As this light brightens our group, so does our light as true Girl Scouts brighten our own lives and the lives of others. The smallest light held by the least of us is important to the whole world.
Now I will light the three candles for the three parts of our Promise with the same tiny light from which so much light has grown. Watch the candles take up the flame to shine on all of us as we rededicate ourselves by saying the Girl Scout Promise. (All members repeat Girl Scout Promise. Girls come forward, one at a time, to recite one of the ten parts of the Girl Scout Law and to light a candle which represents the part).
This pin tells everyone you are a Girl Scout, (attach pin to girl's clothing). Wear it proudly (give the Girl Scout handshake to the new member). Welcome to Girl Scouting (everyone blows out candles).
On the way to the campfire, ask each person to choose five leaves and bring to the fire circle. This is a great ceremony to have each girl research their roots to find out what mix of culture they are! One person is stationed near the prepared fire (at least 5' to 6' from fire). She will remain in the background and will shine the flashlight on each person as she speaks. Four speakers are stationed around the fire: one facing in each direction (north,south,east, west).
May the spirit of the West Wind bring us peace. (Throw glitter in the air)
May the spirit of the East Wind bring us health. (Throw glitter in the air)

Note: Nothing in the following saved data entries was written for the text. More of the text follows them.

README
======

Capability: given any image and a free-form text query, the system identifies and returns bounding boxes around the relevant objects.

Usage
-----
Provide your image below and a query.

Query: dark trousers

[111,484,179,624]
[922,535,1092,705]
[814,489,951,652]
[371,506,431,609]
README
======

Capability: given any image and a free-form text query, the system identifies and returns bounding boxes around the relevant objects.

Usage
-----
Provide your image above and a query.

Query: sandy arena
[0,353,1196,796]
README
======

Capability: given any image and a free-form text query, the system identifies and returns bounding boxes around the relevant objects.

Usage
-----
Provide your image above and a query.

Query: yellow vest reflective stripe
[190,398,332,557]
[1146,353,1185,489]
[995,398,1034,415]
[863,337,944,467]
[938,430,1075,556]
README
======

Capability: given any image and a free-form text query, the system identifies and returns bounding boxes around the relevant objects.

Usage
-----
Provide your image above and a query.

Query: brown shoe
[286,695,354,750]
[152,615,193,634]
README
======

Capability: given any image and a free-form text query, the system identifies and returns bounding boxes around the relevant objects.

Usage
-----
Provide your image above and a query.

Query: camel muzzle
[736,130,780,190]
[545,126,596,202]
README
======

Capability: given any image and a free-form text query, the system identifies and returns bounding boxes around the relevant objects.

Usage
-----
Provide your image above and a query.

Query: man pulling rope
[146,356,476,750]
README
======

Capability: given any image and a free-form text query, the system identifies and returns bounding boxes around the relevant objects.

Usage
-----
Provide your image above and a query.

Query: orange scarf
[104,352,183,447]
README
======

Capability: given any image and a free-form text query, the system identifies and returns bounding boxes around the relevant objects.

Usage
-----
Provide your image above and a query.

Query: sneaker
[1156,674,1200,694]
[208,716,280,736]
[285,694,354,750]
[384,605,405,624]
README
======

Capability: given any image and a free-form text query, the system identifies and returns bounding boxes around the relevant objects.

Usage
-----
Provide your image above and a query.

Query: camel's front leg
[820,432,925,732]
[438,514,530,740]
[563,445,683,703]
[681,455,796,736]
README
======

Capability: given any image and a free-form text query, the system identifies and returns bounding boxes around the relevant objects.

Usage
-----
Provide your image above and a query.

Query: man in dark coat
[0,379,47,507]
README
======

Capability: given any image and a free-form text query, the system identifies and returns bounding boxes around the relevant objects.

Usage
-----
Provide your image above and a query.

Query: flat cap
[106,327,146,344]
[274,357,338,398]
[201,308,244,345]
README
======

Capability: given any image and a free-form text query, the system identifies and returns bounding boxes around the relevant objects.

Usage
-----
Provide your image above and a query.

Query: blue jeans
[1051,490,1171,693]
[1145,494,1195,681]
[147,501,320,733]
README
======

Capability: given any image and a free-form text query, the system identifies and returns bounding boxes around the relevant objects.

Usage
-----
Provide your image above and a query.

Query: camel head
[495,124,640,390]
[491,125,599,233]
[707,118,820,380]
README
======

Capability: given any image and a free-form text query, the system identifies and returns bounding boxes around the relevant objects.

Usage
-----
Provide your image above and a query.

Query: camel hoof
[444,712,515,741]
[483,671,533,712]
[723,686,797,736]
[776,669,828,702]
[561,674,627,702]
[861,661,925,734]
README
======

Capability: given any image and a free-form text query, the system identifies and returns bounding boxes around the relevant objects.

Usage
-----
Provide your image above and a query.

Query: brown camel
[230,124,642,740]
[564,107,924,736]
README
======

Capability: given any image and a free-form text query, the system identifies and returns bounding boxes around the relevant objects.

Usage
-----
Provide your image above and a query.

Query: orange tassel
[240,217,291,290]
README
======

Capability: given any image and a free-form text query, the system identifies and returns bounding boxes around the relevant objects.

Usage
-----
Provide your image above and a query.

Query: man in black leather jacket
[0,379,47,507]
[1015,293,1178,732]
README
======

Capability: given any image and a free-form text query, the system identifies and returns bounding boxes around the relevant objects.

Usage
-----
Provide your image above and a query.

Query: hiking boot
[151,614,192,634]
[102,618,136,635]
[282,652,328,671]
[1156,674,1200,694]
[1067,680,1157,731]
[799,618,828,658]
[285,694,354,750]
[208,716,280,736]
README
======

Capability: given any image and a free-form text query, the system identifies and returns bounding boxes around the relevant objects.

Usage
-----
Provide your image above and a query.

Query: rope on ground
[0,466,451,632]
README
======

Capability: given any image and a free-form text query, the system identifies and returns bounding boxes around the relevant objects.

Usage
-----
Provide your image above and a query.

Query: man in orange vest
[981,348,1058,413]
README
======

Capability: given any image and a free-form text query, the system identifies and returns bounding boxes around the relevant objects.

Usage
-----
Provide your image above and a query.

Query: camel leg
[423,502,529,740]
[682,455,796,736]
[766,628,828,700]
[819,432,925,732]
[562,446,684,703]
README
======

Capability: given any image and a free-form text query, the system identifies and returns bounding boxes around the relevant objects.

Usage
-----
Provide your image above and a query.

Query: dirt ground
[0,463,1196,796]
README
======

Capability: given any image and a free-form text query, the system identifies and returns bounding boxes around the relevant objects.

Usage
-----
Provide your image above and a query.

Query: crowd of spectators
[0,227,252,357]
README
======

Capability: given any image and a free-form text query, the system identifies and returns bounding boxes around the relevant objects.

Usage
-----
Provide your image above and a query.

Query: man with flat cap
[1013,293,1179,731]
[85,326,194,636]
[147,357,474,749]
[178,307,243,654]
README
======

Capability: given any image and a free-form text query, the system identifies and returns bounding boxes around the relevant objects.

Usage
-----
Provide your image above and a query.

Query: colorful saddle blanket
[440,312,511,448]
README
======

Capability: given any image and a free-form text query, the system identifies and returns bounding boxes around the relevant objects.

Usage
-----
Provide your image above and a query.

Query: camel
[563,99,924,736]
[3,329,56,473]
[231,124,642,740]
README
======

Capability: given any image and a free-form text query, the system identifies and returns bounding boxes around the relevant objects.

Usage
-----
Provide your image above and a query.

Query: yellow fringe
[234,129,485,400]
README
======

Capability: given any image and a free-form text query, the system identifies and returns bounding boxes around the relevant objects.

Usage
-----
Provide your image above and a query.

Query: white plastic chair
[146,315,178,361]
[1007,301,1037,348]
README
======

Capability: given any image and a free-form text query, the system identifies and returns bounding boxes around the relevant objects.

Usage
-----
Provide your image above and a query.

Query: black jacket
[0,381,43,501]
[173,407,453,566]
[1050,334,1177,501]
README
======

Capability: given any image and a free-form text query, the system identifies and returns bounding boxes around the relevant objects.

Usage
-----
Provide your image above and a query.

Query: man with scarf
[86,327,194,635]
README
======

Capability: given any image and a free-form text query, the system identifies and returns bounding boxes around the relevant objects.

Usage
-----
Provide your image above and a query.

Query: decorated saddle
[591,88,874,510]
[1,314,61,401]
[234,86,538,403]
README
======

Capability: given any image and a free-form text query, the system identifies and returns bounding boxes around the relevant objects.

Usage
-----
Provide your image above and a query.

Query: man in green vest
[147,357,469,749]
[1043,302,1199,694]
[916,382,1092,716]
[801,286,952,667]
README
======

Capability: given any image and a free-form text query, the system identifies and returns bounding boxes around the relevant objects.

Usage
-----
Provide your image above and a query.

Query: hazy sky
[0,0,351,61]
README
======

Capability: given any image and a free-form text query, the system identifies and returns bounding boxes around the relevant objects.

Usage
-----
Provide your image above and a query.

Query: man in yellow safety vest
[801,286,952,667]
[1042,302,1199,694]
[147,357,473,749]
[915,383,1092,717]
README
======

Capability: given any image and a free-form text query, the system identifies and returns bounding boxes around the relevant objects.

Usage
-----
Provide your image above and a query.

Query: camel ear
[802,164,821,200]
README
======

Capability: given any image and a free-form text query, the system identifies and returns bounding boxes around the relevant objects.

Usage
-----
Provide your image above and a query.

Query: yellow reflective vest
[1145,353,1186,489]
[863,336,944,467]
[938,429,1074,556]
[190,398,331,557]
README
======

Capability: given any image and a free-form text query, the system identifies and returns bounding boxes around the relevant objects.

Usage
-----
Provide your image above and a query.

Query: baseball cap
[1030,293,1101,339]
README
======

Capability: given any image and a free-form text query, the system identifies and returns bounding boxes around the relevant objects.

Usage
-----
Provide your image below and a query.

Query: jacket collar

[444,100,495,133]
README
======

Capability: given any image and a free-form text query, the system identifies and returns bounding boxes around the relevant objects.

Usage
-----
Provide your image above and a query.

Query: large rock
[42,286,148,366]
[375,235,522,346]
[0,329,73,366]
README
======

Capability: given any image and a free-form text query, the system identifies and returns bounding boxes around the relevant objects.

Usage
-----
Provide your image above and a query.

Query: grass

May the spirit of the South Wind bring us happiness. (Throw glitter in the air)
May the spirit of the North Wind bring us friendship. (Throw glitter in the air)
steps forward, faces the audience and says: May the mingling of these spirits light our way through Girl Scouting. And now, to include you in the spirit of this campfire, we invite you to symbolically share your heritage. Use the leaves you have gathered to represent the multi-ethnic backgrounds of each of us; and as we call your country of origin - and you may have more than one - please come forward and place your leaf in the fire, (i.e. French, German, Italian, Spanish, African etc.)
Taps - Canadian Style
Come we all, say goodnight,
As the shadows still cling to the edge of night.

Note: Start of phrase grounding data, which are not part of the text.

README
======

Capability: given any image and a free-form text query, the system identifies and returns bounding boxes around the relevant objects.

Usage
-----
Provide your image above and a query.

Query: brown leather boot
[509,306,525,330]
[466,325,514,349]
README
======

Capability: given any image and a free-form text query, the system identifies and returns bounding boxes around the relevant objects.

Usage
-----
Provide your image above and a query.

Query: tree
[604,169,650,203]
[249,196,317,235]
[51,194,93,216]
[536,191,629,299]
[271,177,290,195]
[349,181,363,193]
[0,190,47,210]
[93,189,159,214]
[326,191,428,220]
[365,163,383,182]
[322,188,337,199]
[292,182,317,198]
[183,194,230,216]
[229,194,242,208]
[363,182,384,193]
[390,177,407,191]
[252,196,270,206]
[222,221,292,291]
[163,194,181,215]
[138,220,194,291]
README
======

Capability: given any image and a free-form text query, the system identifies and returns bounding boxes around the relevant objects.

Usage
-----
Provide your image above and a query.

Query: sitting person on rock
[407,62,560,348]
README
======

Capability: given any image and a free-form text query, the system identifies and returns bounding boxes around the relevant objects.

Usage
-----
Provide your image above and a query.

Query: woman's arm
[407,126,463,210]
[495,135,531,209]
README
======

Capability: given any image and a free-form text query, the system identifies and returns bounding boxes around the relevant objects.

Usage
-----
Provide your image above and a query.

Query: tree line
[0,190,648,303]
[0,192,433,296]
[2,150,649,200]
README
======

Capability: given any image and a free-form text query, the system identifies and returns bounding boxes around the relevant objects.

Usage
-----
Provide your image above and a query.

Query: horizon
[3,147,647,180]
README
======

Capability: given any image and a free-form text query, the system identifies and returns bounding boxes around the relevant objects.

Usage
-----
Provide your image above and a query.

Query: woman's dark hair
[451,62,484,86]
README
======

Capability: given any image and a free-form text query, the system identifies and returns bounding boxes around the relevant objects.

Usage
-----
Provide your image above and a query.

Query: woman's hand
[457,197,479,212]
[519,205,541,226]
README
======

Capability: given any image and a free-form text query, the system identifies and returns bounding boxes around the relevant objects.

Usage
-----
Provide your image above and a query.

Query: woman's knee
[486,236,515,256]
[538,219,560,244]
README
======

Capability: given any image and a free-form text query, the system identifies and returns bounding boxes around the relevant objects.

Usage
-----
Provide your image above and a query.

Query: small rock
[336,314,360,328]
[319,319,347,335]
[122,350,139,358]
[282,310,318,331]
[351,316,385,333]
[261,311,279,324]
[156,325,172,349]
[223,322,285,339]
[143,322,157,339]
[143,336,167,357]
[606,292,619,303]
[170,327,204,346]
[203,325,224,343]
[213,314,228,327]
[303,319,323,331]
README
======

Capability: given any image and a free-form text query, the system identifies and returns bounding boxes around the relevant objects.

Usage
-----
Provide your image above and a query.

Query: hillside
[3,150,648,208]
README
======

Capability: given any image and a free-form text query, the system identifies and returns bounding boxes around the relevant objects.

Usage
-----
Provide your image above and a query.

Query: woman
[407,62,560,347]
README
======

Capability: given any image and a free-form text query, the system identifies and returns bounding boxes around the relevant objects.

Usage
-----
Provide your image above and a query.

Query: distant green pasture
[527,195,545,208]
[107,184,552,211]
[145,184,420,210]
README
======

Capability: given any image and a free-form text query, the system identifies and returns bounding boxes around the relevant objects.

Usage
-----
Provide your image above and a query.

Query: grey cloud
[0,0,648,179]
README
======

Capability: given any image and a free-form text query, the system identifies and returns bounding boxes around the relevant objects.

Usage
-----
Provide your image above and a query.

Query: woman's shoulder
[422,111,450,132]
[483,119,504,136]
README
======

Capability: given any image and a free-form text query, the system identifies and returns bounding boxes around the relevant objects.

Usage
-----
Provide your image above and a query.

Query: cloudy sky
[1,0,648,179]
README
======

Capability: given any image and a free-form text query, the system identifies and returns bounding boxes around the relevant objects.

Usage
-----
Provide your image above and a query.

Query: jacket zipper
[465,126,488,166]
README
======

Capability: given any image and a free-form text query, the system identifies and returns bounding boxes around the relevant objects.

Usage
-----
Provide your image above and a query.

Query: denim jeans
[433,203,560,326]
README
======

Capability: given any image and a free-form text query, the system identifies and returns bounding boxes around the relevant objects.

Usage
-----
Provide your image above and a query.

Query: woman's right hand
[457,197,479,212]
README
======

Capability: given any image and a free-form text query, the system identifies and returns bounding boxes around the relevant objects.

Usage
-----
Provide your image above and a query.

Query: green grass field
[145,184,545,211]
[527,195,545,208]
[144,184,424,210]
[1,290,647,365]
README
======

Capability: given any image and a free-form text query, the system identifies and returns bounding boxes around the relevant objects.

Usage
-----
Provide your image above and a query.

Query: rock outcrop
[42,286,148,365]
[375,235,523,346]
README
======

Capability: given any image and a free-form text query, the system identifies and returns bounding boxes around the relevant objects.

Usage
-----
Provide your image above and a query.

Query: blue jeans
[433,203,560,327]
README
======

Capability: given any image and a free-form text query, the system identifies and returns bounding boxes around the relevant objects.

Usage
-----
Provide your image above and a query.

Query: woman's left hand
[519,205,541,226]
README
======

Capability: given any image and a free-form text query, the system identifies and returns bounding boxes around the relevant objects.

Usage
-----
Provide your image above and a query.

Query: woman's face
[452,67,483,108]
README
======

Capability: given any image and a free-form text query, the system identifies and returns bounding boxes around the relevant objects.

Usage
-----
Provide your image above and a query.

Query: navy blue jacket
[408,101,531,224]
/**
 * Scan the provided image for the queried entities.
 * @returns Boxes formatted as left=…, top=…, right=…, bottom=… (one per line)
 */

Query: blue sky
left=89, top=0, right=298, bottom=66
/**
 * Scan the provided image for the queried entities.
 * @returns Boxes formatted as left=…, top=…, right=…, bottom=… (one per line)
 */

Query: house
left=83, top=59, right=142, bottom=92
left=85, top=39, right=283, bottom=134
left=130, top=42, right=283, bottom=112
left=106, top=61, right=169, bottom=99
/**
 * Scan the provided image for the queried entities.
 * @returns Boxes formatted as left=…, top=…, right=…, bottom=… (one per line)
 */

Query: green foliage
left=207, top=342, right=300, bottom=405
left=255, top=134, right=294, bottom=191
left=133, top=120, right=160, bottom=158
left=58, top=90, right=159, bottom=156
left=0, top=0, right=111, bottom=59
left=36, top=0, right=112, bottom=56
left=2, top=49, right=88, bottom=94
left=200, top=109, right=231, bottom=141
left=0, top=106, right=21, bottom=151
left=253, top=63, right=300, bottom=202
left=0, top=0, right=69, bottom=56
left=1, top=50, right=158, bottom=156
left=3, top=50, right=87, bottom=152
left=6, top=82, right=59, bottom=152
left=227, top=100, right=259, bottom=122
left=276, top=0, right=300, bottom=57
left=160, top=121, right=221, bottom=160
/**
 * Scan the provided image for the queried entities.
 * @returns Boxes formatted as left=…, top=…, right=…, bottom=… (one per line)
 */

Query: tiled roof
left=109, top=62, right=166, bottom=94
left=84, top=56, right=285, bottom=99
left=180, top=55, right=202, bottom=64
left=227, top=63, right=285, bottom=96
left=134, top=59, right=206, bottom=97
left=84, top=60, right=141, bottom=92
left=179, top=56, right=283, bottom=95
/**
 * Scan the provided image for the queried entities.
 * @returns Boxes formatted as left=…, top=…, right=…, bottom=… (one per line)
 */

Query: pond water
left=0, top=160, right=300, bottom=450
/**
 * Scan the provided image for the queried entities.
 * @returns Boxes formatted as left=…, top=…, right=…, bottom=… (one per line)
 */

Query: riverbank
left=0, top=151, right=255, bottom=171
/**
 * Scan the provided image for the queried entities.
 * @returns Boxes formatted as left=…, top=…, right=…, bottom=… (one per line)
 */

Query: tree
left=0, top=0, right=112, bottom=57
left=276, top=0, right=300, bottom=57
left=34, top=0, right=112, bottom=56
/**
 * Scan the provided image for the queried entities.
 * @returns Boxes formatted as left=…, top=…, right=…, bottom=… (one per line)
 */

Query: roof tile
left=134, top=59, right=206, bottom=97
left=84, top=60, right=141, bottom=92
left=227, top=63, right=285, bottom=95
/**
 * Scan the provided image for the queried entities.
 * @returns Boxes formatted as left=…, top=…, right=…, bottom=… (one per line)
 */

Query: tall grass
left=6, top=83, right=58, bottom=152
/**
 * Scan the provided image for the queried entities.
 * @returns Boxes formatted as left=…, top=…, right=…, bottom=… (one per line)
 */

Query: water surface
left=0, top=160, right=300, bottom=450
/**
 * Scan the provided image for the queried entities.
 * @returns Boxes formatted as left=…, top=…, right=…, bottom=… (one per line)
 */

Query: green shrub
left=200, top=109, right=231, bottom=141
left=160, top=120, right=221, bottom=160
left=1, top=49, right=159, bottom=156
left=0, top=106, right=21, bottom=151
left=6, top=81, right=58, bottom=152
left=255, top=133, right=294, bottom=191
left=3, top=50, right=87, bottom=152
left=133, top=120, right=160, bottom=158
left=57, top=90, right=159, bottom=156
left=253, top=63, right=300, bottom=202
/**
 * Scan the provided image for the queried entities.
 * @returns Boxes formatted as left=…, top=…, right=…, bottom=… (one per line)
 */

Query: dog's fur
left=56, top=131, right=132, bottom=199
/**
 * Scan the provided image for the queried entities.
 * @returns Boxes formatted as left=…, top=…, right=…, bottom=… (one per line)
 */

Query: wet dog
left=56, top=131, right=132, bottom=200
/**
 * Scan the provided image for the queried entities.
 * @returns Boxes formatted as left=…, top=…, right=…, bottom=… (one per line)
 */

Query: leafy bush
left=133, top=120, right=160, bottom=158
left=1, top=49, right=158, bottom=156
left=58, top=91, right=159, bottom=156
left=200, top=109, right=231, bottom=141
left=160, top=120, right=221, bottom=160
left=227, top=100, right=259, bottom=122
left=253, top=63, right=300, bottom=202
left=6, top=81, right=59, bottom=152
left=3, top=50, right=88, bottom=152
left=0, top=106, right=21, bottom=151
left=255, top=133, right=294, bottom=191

With each burning, dying ember,
There are friendships to remember,
As we sing one last good night, good night, good night.
Taps - Full Version
Fading light dims the sight,
And a star gems the sky, gleaming bright.
From afar drawing nigh falls the night.
Day is done, gone the sun,
From the lake, from the hills, from the sky;
All is well, safely rest; God is nigh.
Then good night, peaceful night,
Till the light of the dawn shineth bright;
God is near, do not fear
Friend, good night.
Taps - Native American Style
Day is done
(hands outstretched, palms down)
Gone the sun
(raise outstretched hands)
From the lake
From the hill
From the sky
(raise hands toward sky)
All is well
(right hand to left shoulder, elbow bent)

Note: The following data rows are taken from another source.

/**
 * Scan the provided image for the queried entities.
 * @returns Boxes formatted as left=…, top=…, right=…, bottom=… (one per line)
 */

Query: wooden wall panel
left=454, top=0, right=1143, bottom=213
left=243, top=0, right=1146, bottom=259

(left hand to right shoulder)
God is nigh
(bow head on arms folded at shoulder)
Values of Life Ceremony
large Trefoil, seven candles
Leader (pointing to Trefoil):
The emblem you see before you represents the Girl Scout program. The seven candles represent the seven rays of the sun. We will now tell you what each of the seven rays stands for.
Have the girls say the following while lighting the candle:
– Wisdom does not necessarily mean superior knowledge. It means putting to the right use the knowledge one possesses.
– Courage is not the quality that enables people to meet danger without fear; it is being able to meet danger in spite of your fear.
– Charity is not limited to donations to the less fortunate. It is acceptance of others even when you do not understand them.
– Justice is the practice of dealing fairly with others without prejudice or regard to race, color, or creed.
– Faith is the conviction that something unproved by physical evidence is true. Faith is permitting ourselves to be seized by that which we cannot see.
– Hope means to expect with confidence. Always hope for better things to come. A person without hope is of little good to herself or her community.
– There are many kinds of love – love of family, love of home, love of fellow man, love of God, and love of country. All these loves are necessary for a full life.